Les catholiques n’ont jamais été obligés de suivre ou d’approuver le Pape dans ses interventions politiques. D'autant que l'histoire nous apprend que L’Église a, sur ce point, commis d'irréparables erreurs.
Mais les commentaires qui ont accueilli les déclarations du Pape François sur les migrants méritent d’être sérieusement affinés. Il ne suffit pas en effet de constater qu’elles démontrent une méconnaissance du phénomène migratoire et de ses dangers pour en venir aux propositions classiques d’expulsion ou de fermeture des frontières. Il convient de les critiquer à l'aune de principes beaucoup plus fondamentaux.
Parce que ses déclarations vont beaucoup plus loin : "La sécurité des migrants passe toujours avant celle des nations". Et le pape d’expliquer que les individus passent avant les communautés auxquelles ils appartiennent.
C’est plus qu’une erreur, une faute d’analyse politique gravissime. Cette conception subversive, qui renverse toutes les vérités naturelles héritées de la sagesse et de l'expérience des âges, a toujours présidé aux fondements du totalitarisme oppresseur, de l’anarchisme libertaire ou du libéralisme bourgeois plus ou moins doucereux.
Nous sommes en effet loin des conceptions aristotéliciennes ou thomistes sur la société, et, sans remonter aussi loin, des écrits du cardinal Ratzinger, futur Benoit XVI, qui, puisant ses réflexions au plus profond d'une théologie supérieure, écrivait en 1962 : "Les nations ne sont pas des réalités dues au hasard mais des grandeurs métaphysiques". Et Léon XIII rappelait que la société civile, créée sous l’inspiration de la nature, avait pour finalité, non seulement la réalisation du bien être matériel mais aussi du perfectionnement intellectuel et moral. L’Église s’est toujours attachée à la défense de l’idée de nation ou de groupement naturel des hommes, à défaut desquels seule demeurerait "une agrégation d’êtres sans raison" (Pie XI). Le principe de "la centralité de la personne humaine" invoquée par le pape est contraire à cet immuable enseignement, de même qu’aux leçons immémoriales de l’histoire. Il n’est pas d’individus qui n’appartinssent à une communauté naturelle dont l’Église rappelle constamment que les cellules de base sont en premier lieu la famille, puis les multitudes de corps intermédiaires et enfin la nation, famille des familles. C’est au sein de ces communautés que l’homme y puise ses racines les plus profondes et les plus vitales et donc son équilibre général. Elles sont ses protections élémentaires.
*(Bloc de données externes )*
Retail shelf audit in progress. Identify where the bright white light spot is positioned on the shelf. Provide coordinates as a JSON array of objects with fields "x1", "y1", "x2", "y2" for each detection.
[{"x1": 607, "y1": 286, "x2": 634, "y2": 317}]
Prétendre comme le fait le pape que le droit des migrants est supérieur à celui des nations qu’ils traversent est susceptible d’encourager ces vagues déferlantes et les actes de guerre qui les accompagnent. Ce ne sont que propos démagogiques qu’un sain raisonnement politique ne saurait admettre. Le pape François a-t-il en outre réalisé que ces mêmes migrants appartiennent eux aussi à leur propre communauté naturelle, l'Ouma par exemple pour les musulmans, et qu’il eut été de loin préférable de les encourager à les regagner, dans leur propre intérêt, plutôt que de les réduire à des êtres sans raison, marchandise ballotée entre les réseaux de passeurs et le CAC 40. Quand on sait que ces apports de main d’œuvre sont encouragés et favorisés par le capital le plus apatride et le moins soucieux du respect élémentaire du à tout homme, on est pétrifié par cette lourde méconnaissance des phénomènes internationaux et sociaux. Considérer que les hommes sont dans l'ordre de priorités, supérieurs à ces entités naturelles, revient à leur enlever toute structure protectrice. Déjà le en 1791, la loi Le Chapelier avait, au nom de la Liberté et de prétendus intérêts communs, supprimé toutes les corporations, organisations ouvrières et paysannes. A l'aube de la révolution industrielle, le prolétariat qui se constituait s'est retrouvé sans aucune protection, aux mains des dictateurs de haine et ceux du capital sans frein. Il fallu attendre un siècle de lutte difficile, notamment contre les libéraux, menés par les royalistes La Tour du Pin, Albert de Mun ou Léon Hamel, pour retrouver un peu d'équilibre social. Les financiers de Macron ont envie de recommencer cette désastreuse expérience. Il est désolant de constater que celui qui devrait tirer la sonnette d'alarme semble ignorer, ou feint d'ignorer, ces élémentaires fondamentaux politiques et sociaux.
Les annonces irréfléchies, dégoulinantes de bonnes intentions sont souvent de redoutables boomerangs. Selon l'heureuse expression de Raymond Aron, il y a une spécificité du politique comme tel. Ne pas la connaître ou tenter de la contourner par utopie ou ignorance, conduit irrémédiablement à des catastrophes.
De tels propos tenus par la plus haute autorité spirituelle ne sont pas admissibles.